The motion of life
The squiggle starts small. Tiny circles, size like specks of dust suspending in a shaft of light. After a while the dust forms slightly bigger rings, merely discernible by naked eye. Some years pass, the movement dances into bigger loops, ballooning to the size of a coffee cup stain, a bulging belly, a helicopter pad. This goes on for a long time. Twenty, thirty years. Tiring business. One day, the drive to expand reaches its farthest point. Squiggle still makes many fat twirls for some more time; habits formed for a lifetime has a legacy force. But the momentum is less and less fuelled by fear and hunger.
A question arises, in many forms and concerns with seemingly different aspects, but comes from the same doubt.
Is this what life is about?
The great dwindling begins. A few eye-pleasing artefacts, luxurious mouth pleasures, information for knowing's sake. Turns out many can be relinquished. Most of them do not affect survival.
Equanimity? A few seconds of bliss. Trying to get more is a trap. The trade-off of riding a sensory nirvana: the pervading noise afterwards is thus unbearable.
There's some back and forth of chasing and letting go in the search of smaller and simpler.
The problem: success is reaching the farthest point of an ever expanding space.
A solution is then proposed: don't try to keep going farther. Stay where we are.
But desire never goes away. Trying to stay still could be another trap (where living with less becomes a reverse competition). Energy needs to be spent or it morphs into another disorder.
What then? Is there a way out?
Looking for an escape from our fleeting existence can also be a trap.
There is a thinking process, a value judgement for a circumstance to become a problem.
In the beginning emptiness was everything. Nothing separates. Then something stirs into forms. Differences slowly emerge. Then homo sapiens come along, articulate existence with meaning and values. Create an undertaking for themselves.
Positing humans's finite ability and existence a failure is turning a circumstance into an affliction.
Solution revised: Accept our petty ego of the need to make sense, appropriate and construct meaning out of chaos. Embrace the murkiness, the lack of a centre, the certainty of death. And embrace, also—the uniqueness and complexity of every single thing in every irreducible moment.

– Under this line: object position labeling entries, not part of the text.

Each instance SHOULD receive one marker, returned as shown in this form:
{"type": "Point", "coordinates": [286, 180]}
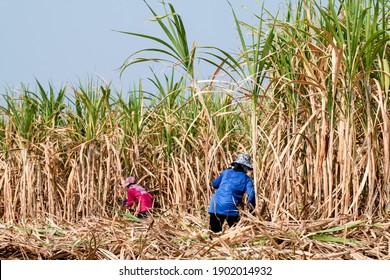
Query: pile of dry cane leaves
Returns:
{"type": "Point", "coordinates": [170, 236]}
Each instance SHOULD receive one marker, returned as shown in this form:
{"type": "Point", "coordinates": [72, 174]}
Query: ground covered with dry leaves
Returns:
{"type": "Point", "coordinates": [169, 236]}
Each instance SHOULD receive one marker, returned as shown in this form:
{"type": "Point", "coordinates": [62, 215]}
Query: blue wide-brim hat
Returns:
{"type": "Point", "coordinates": [244, 159]}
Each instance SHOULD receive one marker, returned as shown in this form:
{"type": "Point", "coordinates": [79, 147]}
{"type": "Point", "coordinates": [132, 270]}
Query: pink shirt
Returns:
{"type": "Point", "coordinates": [137, 194]}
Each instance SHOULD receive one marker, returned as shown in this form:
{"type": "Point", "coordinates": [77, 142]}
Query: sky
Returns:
{"type": "Point", "coordinates": [75, 41]}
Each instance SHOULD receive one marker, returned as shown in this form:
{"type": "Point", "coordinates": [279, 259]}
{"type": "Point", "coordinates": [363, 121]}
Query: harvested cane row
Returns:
{"type": "Point", "coordinates": [186, 237]}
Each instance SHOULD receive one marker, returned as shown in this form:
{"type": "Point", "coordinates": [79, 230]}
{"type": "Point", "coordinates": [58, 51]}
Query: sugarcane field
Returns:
{"type": "Point", "coordinates": [283, 153]}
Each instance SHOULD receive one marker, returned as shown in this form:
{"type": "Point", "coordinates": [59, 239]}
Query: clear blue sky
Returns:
{"type": "Point", "coordinates": [67, 41]}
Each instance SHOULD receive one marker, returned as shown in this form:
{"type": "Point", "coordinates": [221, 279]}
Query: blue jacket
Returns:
{"type": "Point", "coordinates": [231, 186]}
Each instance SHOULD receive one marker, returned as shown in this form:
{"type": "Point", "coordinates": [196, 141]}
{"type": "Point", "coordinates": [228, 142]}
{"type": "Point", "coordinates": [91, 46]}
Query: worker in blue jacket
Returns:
{"type": "Point", "coordinates": [230, 187]}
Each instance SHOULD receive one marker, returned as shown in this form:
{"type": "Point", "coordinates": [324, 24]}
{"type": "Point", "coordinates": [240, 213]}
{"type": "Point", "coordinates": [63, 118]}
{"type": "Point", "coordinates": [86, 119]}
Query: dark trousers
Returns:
{"type": "Point", "coordinates": [217, 220]}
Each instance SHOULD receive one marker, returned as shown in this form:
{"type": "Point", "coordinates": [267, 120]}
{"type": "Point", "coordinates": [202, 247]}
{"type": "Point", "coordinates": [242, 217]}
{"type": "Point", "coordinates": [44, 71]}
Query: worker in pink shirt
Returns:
{"type": "Point", "coordinates": [139, 196]}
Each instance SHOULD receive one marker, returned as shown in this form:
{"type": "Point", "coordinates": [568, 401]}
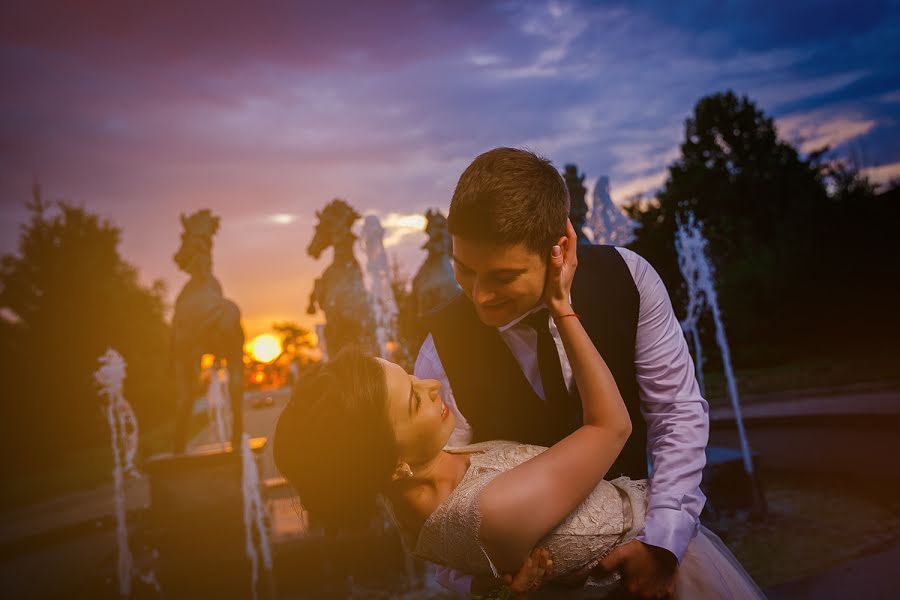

That the coil is mortal, its movement transient doesn't nullify its force to influence. Every movement we make, it sends forth reverberations that change the status of reality. Changes that are minuscule and indirect most of the time, undetectable by human senses, but all feed into the cosmic flux.
So choose an undertaking, do it with unsparing effort. Be content with squiggling small, singular marks that go unnoticed by the rest of the world and fade into oblivion. Take comfort that our actions effect change none the less, all the time.